Entertainment

IMAGINATION BUILDING

CHARLIE Kaufman, the screenwriting genius behind “Eternal Sun shine of the Spotless Mind,” doesn’t make it easy for himself – or the audience – with his directing debut, “Synecdoche, New York.”

This mind-blowing dark comedy stars a terrific Philip Seymour Hoffman as a playwright who constructs a massive theater piece that takes over his life – or maybe vice versa. It’s the first movie this year that demands at least two viewings to absorb its densely textured humor, which makes earlier Kaufman works such as “Adaptation” and “Being John Malkovich” look positively straightforward.

The title is both a term meaning a part that is used to refer to the whole, or vice versa, as well as a wordplay on the upstate city of Schenectady, where Caden Cotard (Hoffman) is staging an avant-garde production of “Death of a Salesman.”

Caden’s marriage to Adele (Catherine Keener), a painter of miniature portraits, is falling apart.

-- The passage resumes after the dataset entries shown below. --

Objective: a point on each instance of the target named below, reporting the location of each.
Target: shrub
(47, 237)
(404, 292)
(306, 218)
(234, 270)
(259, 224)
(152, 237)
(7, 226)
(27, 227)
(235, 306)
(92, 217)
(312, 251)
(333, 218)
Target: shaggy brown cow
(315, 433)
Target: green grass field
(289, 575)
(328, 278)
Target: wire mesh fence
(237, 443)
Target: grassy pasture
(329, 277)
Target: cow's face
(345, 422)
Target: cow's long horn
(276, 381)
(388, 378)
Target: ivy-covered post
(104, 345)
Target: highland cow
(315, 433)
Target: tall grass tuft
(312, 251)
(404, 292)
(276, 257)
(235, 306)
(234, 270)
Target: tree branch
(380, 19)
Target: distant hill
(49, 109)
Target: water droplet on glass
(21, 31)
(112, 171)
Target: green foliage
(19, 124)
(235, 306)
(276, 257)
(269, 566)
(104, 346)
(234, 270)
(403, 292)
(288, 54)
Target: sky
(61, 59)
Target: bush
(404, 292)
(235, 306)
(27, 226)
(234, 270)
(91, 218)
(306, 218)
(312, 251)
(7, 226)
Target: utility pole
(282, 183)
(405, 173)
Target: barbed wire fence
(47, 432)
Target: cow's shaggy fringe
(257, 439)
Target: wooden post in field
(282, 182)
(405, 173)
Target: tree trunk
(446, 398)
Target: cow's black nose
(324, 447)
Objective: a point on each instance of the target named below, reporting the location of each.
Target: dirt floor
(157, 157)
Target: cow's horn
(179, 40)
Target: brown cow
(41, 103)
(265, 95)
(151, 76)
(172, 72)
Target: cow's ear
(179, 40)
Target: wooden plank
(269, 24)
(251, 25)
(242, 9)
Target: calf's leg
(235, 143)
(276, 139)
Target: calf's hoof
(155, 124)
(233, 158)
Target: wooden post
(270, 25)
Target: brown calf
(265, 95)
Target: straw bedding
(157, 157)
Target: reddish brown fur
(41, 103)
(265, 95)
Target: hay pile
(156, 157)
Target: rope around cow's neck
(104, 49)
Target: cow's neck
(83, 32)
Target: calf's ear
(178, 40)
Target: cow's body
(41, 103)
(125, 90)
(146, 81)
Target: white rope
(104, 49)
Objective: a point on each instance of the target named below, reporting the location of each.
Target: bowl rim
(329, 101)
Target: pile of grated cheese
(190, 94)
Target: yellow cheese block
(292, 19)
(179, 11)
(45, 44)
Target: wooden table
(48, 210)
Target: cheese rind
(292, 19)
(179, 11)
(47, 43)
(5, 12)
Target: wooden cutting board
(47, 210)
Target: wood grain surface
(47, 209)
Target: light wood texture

She takes their young daughter with her to Berlin with a friend (a hilarious Jennifer Jason Leigh).

At the same time, Caden is forced to confront his own mortality as he begins suffering a long series of serious physical ailments and a mental breakdown not helped by a hostile psychotherapist (Hope Davis).

Caden is so obsessed with Adele that he ignores two women who are interested in him, a ticket-taker named Hazel (Samantha Morton) and Claire (Michelle Williams), an actress he eventually marries.

Death is Caden’s other great obsession. So when he wins a MacArthur “genius” grant, he decides to stage a massive theater work in a huge Manhattan warehouse containing a city-size set.

Decades pass as Claire, who has been cast as herself in the increasingly autobiographical work, divorces Caden; Hazel, who lives in a perpetually burning house, goes to work for Caden and finds Sammy (Tom Noonan), the actor playing Caden, more fun than the real thing.

Most confusingly, Caden tries to make Hazel jealous by reciprocating the attentions of the actress (Emily Watson) Sammy has hired to play Hazel.

Got that? I haven’t even come to the part about Caden’s now-grown daughter – whose lesbian lover is mom’s pal – becoming a performance artist with fatal tattoos. Or the actress (Dianne Wiest) hired to play Adele’s cleaning lady – actually Caden on the sly – who steps into the director’s shoes.

By this point, it’s impossible to separate Kaufman’s story from Caden’s masterwork. When apocalyptic events erupt on the streets, it isn’t clear whether they’re “real” or taking place outside another warehouse in the warehouse.

This version of Russian nesting dolls sounds rather grim, existential and more than a little pretentious. But the beauty of Kaufman’s production is that he’s mocking all these tendencies in art at the same time that he’s embracing those who take these chances.

“Synecdoche, New York” loses momentum toward the end, when Caden is a very old man. But it’s got more imagination than half a dozen movies combined; there’s nothing else out there like this, and to me that’s a very good thing.

NEW YORK

Hugely ambitious.

Running time: 124 minutes. Rated R (profanity, sex, nudity). At the Lincoln Plaza, the Empire, the Sunshine, the First and 62nd.